My grandad had a pig farm; man, was it stinky!! I have no idea what his methods were, we would only visit occasionally, and really didn't visit the pigs, lol. But it was an awful smell, you could smell it before you got to their farm, and I used to hold my nose getting out of the car, the smell would slap you in the face like I don't know what- it was bad! :lol: course he had something like 300, I think.


----------



## J.O.Y. Farm (Jan 10, 2012)

How cute! Lol!


Do you have any good pics of your feeder? It looks nice!


----------



## milk and honey (Oct 31, 2010)

Pigs don't smell bad! In fact, I like their smell...but mine are on and eating pasture. That makes a HUGE difference. I try to keep the area that they "use" fairly clean..they choose a specific area to poop.. As long as they don't eat too much grain, the poop isn't very stinky. My neighbor picked up a baby pig and said "he smells just like maple syrup!" The birthing was way cleaner than my goats too! 

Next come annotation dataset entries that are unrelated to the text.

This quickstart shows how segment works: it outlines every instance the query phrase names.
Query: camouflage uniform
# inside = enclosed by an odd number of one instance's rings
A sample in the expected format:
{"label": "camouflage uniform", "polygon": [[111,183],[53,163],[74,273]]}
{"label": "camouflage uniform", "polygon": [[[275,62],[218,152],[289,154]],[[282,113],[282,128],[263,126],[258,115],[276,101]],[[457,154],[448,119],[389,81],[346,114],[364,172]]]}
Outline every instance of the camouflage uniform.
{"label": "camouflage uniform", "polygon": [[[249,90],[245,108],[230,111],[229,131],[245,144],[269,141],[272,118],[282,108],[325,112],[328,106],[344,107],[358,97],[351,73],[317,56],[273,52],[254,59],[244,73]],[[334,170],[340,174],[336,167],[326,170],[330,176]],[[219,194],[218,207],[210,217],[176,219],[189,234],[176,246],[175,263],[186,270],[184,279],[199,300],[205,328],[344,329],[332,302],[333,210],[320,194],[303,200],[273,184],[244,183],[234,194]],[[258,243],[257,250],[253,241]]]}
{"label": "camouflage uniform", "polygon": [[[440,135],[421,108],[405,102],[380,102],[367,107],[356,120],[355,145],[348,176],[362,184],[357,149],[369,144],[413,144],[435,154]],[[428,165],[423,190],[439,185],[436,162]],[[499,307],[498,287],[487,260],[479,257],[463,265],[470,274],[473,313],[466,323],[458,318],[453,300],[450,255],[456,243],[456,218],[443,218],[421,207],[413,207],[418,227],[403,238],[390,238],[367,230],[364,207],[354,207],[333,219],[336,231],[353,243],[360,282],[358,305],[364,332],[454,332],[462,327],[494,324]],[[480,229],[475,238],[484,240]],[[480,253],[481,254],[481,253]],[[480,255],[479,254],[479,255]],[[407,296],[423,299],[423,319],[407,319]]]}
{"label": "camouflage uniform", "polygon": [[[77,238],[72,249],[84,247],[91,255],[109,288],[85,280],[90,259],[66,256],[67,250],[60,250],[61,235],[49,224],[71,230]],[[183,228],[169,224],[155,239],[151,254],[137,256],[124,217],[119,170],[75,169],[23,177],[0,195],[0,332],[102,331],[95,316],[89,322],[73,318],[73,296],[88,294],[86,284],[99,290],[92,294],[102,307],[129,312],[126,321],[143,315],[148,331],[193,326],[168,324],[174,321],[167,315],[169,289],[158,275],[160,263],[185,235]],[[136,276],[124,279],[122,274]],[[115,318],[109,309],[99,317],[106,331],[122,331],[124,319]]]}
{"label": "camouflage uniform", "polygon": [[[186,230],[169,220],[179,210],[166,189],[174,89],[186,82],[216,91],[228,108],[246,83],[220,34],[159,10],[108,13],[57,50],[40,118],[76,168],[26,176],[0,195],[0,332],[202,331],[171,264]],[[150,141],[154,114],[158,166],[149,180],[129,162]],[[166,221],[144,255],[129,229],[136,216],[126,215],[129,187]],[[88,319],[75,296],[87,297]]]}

My feeder plan was from Premier One, the electric fencing site. You can download the PDF plans for free! And it was easy to follow. I just used a hog panel instead of the one they sell...


----------



## Texaslass (May 15, 2013)

I really don't know ANYTHING at all about pigs, but I sure know that my grandad's farm smelled awful!  not trying to make anyone think the wrong thing.


----------



## milk and honey (Oct 31, 2010)

I bet it did! My uncle (in Norway) also kept pigs..in a part of the barn, in muck and never outside! Most of the pigs in the US are raised in pens and pretty filthy. And what an animal eats can make poo smell pretty bad (like dogs..) I've been a pig owner for a year now, and I've been impressed with them!


----------